Durante este período de quarenta dias a Igreja propõe aos seus filhos e filhas que tenham cumprido 14 anos que evitem comer carne na quarta-feira de Cinzas, nas sextas-feiras da Quaresma e na sexta-feira Santa.  A esta proposta de exercício corporal chamamos-lhe abstinência, e tem reflexos no fortalecimento do espírito – e além de que, muito provavelmente, a refeição não seja como gostas, deves também procurar ajudar alguém, se não com dinheiro, pelo menos nalgum pequeno trabalho ou atenção.
Por sua vez, aos católicos adultos entre os 18 e 59 anos, além da abstinência de carne nestes dias, pede-se-lhes que também neles jejuem, isto é, que façam refeições mais moderadas, ao ponto de sentirem fome!
(Ah, e mantém-se o convite à partilha de bens e de tempo e atenção aos outros!)

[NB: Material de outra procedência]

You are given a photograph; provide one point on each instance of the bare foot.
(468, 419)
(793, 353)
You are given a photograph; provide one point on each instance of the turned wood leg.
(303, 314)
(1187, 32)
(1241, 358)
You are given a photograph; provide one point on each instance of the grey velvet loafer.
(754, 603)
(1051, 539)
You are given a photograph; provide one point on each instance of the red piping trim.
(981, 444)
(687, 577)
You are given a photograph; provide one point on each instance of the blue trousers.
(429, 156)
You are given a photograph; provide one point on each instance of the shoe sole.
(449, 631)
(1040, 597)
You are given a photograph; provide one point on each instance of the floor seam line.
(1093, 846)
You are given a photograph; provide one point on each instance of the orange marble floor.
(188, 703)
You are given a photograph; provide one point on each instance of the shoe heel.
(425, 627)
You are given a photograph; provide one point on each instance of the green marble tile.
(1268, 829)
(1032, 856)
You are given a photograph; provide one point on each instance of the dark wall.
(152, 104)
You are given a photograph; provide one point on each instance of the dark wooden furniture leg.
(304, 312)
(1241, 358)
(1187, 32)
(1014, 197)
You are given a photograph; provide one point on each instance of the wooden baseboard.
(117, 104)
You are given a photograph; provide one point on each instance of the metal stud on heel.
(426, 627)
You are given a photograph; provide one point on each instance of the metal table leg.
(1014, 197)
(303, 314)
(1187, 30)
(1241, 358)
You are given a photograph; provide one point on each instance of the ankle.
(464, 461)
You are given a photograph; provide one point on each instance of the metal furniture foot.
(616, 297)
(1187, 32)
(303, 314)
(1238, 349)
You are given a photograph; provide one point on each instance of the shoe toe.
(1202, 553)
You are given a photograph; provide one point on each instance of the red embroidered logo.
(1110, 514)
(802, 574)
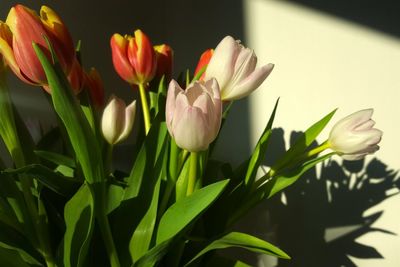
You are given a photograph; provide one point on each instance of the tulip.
(134, 58)
(27, 27)
(95, 86)
(234, 67)
(6, 37)
(117, 120)
(165, 58)
(203, 62)
(193, 116)
(353, 136)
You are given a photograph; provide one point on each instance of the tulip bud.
(165, 57)
(117, 120)
(353, 136)
(134, 58)
(193, 116)
(27, 27)
(95, 86)
(234, 67)
(203, 62)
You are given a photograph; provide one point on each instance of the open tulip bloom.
(65, 201)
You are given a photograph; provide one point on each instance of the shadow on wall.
(379, 15)
(318, 219)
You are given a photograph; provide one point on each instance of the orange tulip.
(133, 57)
(27, 27)
(164, 55)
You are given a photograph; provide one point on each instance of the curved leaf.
(242, 240)
(79, 220)
(187, 210)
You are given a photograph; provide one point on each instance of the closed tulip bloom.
(117, 120)
(27, 27)
(234, 67)
(5, 36)
(165, 60)
(94, 84)
(193, 116)
(203, 62)
(353, 137)
(133, 57)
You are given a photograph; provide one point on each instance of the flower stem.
(192, 173)
(145, 107)
(21, 155)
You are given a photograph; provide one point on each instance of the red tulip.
(165, 58)
(27, 27)
(133, 57)
(203, 61)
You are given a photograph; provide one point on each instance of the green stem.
(192, 173)
(107, 158)
(275, 169)
(145, 108)
(10, 136)
(105, 229)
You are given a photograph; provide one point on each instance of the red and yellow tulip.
(27, 27)
(165, 60)
(133, 57)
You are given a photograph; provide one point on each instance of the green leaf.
(242, 240)
(13, 240)
(11, 258)
(154, 255)
(58, 159)
(146, 159)
(141, 239)
(140, 196)
(280, 182)
(143, 235)
(55, 181)
(79, 220)
(187, 210)
(260, 150)
(304, 141)
(219, 261)
(66, 105)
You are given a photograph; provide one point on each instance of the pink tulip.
(193, 116)
(353, 136)
(203, 62)
(117, 120)
(234, 67)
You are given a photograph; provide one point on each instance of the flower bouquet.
(63, 203)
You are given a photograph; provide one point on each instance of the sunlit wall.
(322, 63)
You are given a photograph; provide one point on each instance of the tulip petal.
(221, 65)
(60, 37)
(191, 130)
(119, 47)
(244, 88)
(244, 65)
(111, 120)
(129, 119)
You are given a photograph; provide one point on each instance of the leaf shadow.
(318, 219)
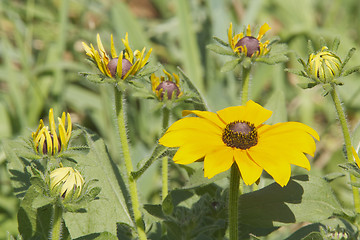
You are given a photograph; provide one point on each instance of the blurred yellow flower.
(131, 62)
(324, 65)
(160, 86)
(238, 134)
(66, 180)
(249, 45)
(51, 142)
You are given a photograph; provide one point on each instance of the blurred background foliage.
(41, 55)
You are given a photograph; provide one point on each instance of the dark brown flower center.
(240, 134)
(251, 43)
(169, 87)
(112, 65)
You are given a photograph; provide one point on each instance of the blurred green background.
(41, 55)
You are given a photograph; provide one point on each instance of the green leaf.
(98, 236)
(277, 104)
(219, 50)
(303, 199)
(225, 44)
(351, 168)
(34, 222)
(230, 65)
(306, 85)
(201, 105)
(351, 70)
(158, 152)
(347, 58)
(110, 207)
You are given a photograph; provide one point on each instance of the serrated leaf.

3. Embora alguns católicos se distraiam destes deveres (ou ainda não descobriram o seu valor), a verdade é que outros muitos levam estes exercícios quaresmais muito a sério: não poucos jejuam quase todos os dias, ou mesmo todos os dias; oram mais e mais intensamente; e dão-se mais à caridade e à atenção às necessidades dos pobres. Para isso não precisam que o sacerdote lhes diga que façam um tanto ou quanto, pois cada um ouve a sua consciência e, se bem formada, seguem os seus ditames.
Nesta Quaresma encontrei vários (e não apenas católicos adultos e amadurecidos) que se decidiram a visitar doentes ou sós, lhes arrumaram a casa – habitualmente uma pobre casucha –, lhes levaram comida que fizeram em casa, e remédios que pagaram da sua bolsa; rezaram com eles; e quando necessário, acompanharam-nos às consultas.
Sei de casos onde isso sucedeu e sucede com regularidade; e não o soube por vanglória, apenas por discretos ligeiros sinais que afloraram sem querer.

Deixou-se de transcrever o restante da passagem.